After nearly a year of impasse-ridden negotiations between University employees and administrators, campus workers represented by Teamsters Local 743 have accepted a three-year labor contract that offers a slight improvement over previous University offers but falls short of the four-percent annual wage increases that had become the union’s hue and cry.
The contract, approved December 21 by a vote of 439 to 106, will provide campus clerical workers a three-percent wage increase retroactive to March, when the current contract expired, along with a $175 bonus. They will receive two two-percent increases in 2008 followed by a 3.5-percent increase plus a $100 bonus in 2009. The contract amounts to a 10.5-percent increase plus $275 over three years.
The contract that union members rejected in October provided a cumulative 10.5-percent increase plus $175, which was an improvement over the cumulative 10 percent offered by the first contract that union members voted down in September.
Service and maintenance workers represented by the same union will receive a 45-cent-per-hour increase retroactive to March 2007, followed by a 40-cent increase in March 2008 and a 40-cent increase in March of next year plus a $100 bonus.
In a press release posted by Students Organizing United with Labor (SOUL), the main student organization supporting the union’s efforts, one University employee and organizer credited the outspoken campaign with bringing about the improved offer while still deriding the University for falling short of the four-percent demands.
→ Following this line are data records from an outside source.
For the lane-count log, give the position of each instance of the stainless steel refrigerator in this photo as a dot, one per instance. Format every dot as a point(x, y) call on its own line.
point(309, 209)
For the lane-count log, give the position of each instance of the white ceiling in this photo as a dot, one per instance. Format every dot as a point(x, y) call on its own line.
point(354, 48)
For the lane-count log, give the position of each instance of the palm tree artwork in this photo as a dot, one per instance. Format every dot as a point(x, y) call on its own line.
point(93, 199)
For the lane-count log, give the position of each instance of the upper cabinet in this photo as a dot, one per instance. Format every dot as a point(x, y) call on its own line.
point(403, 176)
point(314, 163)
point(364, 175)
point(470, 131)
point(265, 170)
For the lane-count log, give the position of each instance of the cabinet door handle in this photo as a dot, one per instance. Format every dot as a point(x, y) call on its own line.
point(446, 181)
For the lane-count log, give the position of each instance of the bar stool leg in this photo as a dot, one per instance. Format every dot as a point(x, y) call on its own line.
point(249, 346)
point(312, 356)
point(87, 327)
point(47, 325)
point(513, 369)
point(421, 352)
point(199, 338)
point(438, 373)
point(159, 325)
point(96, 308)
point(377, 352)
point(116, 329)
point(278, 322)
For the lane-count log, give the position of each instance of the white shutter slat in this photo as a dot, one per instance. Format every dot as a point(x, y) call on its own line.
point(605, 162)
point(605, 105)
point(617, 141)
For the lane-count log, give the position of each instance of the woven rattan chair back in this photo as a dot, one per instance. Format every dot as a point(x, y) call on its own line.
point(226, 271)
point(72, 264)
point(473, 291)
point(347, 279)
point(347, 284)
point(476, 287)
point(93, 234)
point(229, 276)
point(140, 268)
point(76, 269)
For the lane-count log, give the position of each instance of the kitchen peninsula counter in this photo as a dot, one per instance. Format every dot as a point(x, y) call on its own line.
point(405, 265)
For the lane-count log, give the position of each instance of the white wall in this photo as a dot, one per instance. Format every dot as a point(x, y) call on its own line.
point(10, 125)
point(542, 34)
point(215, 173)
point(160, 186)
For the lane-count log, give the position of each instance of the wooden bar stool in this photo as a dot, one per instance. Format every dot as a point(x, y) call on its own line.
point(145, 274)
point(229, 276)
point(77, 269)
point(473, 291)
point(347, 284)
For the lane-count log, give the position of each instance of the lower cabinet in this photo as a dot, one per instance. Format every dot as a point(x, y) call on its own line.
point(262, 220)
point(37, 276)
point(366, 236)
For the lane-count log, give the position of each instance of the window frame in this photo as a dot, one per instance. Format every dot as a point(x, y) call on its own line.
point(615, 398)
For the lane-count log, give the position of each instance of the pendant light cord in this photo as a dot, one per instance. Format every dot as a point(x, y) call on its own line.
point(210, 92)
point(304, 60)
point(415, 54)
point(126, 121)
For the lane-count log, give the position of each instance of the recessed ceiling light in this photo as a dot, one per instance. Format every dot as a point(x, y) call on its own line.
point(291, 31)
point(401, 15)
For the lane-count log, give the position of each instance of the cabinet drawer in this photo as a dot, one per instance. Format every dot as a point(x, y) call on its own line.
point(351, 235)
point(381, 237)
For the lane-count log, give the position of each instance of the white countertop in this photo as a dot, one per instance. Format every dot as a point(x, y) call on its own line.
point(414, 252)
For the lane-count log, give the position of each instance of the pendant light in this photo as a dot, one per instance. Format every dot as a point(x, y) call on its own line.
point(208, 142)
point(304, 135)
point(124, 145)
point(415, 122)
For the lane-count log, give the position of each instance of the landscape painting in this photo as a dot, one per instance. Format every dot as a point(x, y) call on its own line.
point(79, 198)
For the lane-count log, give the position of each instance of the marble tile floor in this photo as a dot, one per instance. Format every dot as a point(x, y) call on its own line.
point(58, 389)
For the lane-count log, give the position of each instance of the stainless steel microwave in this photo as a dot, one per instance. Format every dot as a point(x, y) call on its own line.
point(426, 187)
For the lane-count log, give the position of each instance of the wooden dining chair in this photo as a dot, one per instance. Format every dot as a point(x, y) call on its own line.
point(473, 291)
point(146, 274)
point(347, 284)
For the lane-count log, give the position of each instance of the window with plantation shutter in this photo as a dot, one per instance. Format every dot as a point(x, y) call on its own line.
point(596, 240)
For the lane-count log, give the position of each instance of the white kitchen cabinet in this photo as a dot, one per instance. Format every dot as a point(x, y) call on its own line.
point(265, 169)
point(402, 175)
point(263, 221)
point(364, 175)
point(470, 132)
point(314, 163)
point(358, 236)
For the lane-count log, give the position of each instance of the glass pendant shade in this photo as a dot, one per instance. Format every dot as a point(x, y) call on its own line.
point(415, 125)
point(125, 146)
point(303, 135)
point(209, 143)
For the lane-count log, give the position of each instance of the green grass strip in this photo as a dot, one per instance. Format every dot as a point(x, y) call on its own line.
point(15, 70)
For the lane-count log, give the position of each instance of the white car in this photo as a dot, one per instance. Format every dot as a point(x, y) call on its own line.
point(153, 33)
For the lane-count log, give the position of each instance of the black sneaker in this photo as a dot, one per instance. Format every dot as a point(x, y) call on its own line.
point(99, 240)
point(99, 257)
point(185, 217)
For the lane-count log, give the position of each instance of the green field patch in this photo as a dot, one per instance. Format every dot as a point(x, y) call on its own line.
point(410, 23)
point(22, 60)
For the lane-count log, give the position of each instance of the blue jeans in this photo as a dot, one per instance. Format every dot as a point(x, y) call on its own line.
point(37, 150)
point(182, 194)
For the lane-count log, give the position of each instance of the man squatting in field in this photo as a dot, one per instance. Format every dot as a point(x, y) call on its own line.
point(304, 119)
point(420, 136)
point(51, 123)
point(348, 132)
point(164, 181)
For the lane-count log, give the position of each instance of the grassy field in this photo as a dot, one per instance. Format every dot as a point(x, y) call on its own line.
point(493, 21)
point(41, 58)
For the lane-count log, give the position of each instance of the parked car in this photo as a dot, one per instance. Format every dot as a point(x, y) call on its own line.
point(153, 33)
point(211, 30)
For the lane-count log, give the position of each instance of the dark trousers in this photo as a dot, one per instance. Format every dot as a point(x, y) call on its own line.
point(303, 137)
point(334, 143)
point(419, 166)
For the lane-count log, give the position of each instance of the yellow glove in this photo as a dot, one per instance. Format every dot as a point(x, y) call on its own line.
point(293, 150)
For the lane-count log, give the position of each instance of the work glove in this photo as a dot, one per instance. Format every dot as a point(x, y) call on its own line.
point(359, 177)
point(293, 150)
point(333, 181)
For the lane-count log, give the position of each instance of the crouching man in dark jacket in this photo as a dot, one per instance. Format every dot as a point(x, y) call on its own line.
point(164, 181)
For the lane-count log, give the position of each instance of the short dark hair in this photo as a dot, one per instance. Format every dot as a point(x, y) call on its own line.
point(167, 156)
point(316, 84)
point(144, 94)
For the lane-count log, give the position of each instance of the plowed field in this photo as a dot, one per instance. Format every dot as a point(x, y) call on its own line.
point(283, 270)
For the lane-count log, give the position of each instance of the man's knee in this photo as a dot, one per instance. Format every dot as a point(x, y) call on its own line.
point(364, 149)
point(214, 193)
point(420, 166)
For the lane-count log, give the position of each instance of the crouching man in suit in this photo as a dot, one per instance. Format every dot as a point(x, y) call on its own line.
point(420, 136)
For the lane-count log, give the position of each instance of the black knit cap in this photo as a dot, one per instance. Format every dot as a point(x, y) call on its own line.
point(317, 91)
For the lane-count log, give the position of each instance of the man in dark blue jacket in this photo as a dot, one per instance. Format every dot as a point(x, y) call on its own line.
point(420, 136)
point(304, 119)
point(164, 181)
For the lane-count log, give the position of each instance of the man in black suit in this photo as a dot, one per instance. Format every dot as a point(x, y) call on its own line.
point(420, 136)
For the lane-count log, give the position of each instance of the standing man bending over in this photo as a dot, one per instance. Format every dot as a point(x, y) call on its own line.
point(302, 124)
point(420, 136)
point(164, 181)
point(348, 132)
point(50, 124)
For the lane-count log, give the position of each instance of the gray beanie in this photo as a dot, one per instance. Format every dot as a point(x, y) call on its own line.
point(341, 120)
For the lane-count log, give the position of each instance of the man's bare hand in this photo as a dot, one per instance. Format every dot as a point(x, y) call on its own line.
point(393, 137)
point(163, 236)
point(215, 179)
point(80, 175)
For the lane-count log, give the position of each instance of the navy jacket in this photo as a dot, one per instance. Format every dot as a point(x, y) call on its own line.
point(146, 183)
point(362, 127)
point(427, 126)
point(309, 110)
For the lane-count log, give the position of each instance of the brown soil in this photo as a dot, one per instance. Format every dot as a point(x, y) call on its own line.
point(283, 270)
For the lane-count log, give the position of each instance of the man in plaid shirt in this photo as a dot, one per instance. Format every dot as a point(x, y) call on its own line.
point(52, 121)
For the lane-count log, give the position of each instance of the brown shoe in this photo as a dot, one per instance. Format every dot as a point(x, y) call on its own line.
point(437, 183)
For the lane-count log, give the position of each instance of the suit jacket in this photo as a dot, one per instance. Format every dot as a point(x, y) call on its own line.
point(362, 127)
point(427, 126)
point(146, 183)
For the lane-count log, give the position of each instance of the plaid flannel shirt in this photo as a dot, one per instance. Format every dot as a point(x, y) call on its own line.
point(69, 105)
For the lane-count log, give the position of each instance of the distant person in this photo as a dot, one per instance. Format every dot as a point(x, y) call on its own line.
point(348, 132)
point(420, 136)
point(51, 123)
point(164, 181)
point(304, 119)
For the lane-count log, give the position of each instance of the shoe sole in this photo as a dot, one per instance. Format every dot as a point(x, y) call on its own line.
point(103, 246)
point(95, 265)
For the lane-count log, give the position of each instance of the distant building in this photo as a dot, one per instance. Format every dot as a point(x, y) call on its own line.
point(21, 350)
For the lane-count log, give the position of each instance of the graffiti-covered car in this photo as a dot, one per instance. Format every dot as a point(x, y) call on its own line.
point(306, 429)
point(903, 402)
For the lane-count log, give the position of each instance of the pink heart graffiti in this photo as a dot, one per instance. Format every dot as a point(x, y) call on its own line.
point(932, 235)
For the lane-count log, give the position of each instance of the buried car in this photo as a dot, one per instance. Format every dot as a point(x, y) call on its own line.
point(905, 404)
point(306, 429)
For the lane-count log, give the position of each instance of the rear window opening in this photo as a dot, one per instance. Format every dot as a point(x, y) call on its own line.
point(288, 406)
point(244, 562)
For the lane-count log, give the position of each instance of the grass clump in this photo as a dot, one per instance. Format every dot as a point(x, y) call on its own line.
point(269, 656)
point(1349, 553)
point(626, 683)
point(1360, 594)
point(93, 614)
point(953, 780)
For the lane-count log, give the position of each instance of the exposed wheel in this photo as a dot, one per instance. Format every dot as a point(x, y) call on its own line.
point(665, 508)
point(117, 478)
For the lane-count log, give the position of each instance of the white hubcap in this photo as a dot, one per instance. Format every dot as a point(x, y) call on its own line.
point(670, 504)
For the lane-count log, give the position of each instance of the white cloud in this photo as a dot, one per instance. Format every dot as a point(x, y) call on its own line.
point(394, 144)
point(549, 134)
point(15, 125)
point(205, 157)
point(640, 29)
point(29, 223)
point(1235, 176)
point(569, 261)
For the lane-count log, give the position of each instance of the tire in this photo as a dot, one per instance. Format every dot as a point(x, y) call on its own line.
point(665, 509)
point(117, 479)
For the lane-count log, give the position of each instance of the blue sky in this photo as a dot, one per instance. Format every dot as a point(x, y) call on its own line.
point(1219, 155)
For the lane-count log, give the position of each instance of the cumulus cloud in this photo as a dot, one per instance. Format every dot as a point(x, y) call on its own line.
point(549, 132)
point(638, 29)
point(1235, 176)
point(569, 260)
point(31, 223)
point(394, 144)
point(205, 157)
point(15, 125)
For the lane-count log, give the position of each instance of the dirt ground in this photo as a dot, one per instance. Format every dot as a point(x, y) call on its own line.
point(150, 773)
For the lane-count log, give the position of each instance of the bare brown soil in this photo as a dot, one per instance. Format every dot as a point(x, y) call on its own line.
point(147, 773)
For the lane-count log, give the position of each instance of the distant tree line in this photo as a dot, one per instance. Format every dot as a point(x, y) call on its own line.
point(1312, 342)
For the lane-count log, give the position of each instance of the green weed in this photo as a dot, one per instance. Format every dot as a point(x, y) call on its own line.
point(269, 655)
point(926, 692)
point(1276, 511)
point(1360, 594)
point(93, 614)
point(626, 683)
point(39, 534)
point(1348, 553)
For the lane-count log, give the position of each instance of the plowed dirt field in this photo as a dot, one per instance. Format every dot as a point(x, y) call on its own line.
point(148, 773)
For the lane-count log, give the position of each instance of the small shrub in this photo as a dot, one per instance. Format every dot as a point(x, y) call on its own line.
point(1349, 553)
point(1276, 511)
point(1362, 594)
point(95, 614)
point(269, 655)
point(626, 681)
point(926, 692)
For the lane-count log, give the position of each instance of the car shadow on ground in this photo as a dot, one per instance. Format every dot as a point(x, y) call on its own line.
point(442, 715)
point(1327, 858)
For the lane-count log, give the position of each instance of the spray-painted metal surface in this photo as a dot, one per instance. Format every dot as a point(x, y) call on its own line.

In the weeks leading up to the October vote, there had been considerable disagreement among members of the union’s negotiating committee about whether or not the voting ranks should accept the contract offer. Several of the negotiating members dropped support for the offer after initially endorsing it, and it was narrowly defeated.
At the time, Gary Mamlin, a Regenstein Library employee and negotiating committee member who was credited by some on the committee with changing sentiment about the offer, expressed a desire to stay resolute in his demands for a four-percent annual increase.
Weekly protests continued, but the University administration maintained its determination to stand by its most recent offer, stating publicly that employees should not expect an improved offer.
Late last month, after further negotiations, the University made a renewed offer that the negotiating committee presented to the voting body and that was ultimately approved.
Considering the union’s demands, the approved three-year contract represents a total improvement of just $100 over the previously rejected offer, but its passage may have reflected the growing realization among members that further improvements were unlikely.
“As I stated all along, we felt that the financial offer was a really good contract. We were just really pleased that the union on this go-around supported what it said it was going to support…. We made that small concession and luckily, happily the union was willing to accept that,” said Gwynne Dilday, associate vice president for University human resources management.